Good teams start as great ideas in the mind of an individual. Look at Fortune 500 companies, all started as ideas in the mind of an individual then made manifest by partnership of "like-minded" people. Communication is the key that unlocks every million dollar idea On a effective team, obviously people make good business decisions. Good decisions pull your team toward its goals, bad decisions block progress. But how many times have you had a team leader, or a boss that guarded information? What does feel like? It’s hard to make good, educated decisions in an information vacuum. Team members must be held accountable for their actions. On a team where communication doesn’t flow freely throughout the corporation, how can people be held accountable for their actions when they don't have access to key information? They can’t (or shouldn’t), but they often are. So every time critical information is lost within the communication funnel your team loses. . . trust, confidence, loyalty. The solution seems simple enough. If you want an empowered team you must establish an environment of free-flowing communication and information.
There are no secrets on a healthy team
People from top to bottom of your organization need to know the objectives of their team in the grand scheme. Building effective communication within your team depends upon people’s understanding of the inner-workings of their company. They should know how their company creates revenue. Where the company is at financially. People will take ownership over their position when they know where they’re at and what's expected of them within the organization. . . it’s up to you to keep them informed. So what kind of information do you need to know in order to make good business decisions? When people understand their position, their role, in the larger picture of the organization they can conceptually “buy in” to what your team is doing? For more tips on developing the key elements of effective team communication skills here. On the other hand, when people are limited the amount of information they receive they resent it, they resent the team, and they resent you as their leader. It reeks of the “old guard” hierarchy of protected company secrets.
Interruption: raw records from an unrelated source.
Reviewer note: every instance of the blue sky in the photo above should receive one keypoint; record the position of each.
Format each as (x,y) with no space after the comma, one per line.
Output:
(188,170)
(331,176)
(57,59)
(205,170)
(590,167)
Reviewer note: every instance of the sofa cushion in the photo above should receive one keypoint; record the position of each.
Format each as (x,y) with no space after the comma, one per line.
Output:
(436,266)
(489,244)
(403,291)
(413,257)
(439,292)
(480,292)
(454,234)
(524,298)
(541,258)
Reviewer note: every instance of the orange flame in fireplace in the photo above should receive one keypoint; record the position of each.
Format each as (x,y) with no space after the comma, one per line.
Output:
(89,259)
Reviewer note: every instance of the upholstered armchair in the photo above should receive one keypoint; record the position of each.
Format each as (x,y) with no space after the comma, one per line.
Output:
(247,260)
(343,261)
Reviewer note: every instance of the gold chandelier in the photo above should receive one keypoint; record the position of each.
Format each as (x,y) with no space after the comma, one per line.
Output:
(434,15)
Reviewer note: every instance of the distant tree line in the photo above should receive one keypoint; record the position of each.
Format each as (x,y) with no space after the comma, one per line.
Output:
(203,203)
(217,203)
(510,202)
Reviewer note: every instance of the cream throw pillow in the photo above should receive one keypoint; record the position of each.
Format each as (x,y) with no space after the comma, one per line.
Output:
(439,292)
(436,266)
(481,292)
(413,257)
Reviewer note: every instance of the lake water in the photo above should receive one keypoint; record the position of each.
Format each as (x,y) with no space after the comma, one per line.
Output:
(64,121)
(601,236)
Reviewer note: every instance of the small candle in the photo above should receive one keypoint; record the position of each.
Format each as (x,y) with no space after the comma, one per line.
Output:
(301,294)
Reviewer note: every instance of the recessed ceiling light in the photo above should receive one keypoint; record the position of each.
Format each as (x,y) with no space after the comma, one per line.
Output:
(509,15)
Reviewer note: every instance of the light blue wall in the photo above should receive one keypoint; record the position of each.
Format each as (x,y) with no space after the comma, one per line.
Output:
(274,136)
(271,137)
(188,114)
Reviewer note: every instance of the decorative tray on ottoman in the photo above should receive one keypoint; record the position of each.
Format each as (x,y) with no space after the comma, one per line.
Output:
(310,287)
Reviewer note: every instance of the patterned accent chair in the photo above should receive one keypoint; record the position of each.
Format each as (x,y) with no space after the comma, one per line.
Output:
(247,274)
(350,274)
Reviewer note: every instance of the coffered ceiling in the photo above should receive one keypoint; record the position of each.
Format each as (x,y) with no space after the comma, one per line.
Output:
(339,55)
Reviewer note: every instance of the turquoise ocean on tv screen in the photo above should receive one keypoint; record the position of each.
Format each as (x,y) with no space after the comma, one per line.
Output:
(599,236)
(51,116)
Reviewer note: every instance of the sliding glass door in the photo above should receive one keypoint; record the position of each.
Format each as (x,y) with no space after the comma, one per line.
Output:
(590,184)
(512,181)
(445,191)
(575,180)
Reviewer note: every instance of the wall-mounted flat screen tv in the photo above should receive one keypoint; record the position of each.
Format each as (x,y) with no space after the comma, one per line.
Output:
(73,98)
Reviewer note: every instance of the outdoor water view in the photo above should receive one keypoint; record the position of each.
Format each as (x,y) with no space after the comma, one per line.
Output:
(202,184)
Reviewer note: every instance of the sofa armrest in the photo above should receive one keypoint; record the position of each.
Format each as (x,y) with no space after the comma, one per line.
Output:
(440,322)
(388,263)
Avoid Overload: Scale Information When all team members are granted access to the same information their “leaders” have, they automatically become partners in the company. But, piling a ton of information and responsibility an everyone regardless of their experience and position is a recipe for burnout and team overload. Scaling the amount and type of information people are presented with on a day-to-day basis, from simple to increasingly complex makes sense. As people improve their understanding of their position, the inner-workings of the team and organization in the workplace. Fertilize Responsibility By Sharing Information
If you really want your team communication to improve you must foster an environment of responsibility. People must “buy in” to what your team is doing. Don’t just tell people why their job is important, show them how their actions effect the bottom line of the company. Share honestly with people why the information they’re being presented with needs to be kept within the boundaries of your team. That’s how you plant the seeds of partnership, ownership, and empowerment - true team building and communication. Million Dollar Feedback
When you open free-flowing channels of communication and information sharing throughout your team, you also open the channels from your team back to you. With healthy team communication, information comes back to you in the form of priceless feedback. No longer is your organization a dark pit where information goes in but never returns. You will hear it when people are happy, you will hear it when people are not. Free-flowing information and communication within a team setting benefits everyone with increased knowledge and feedback.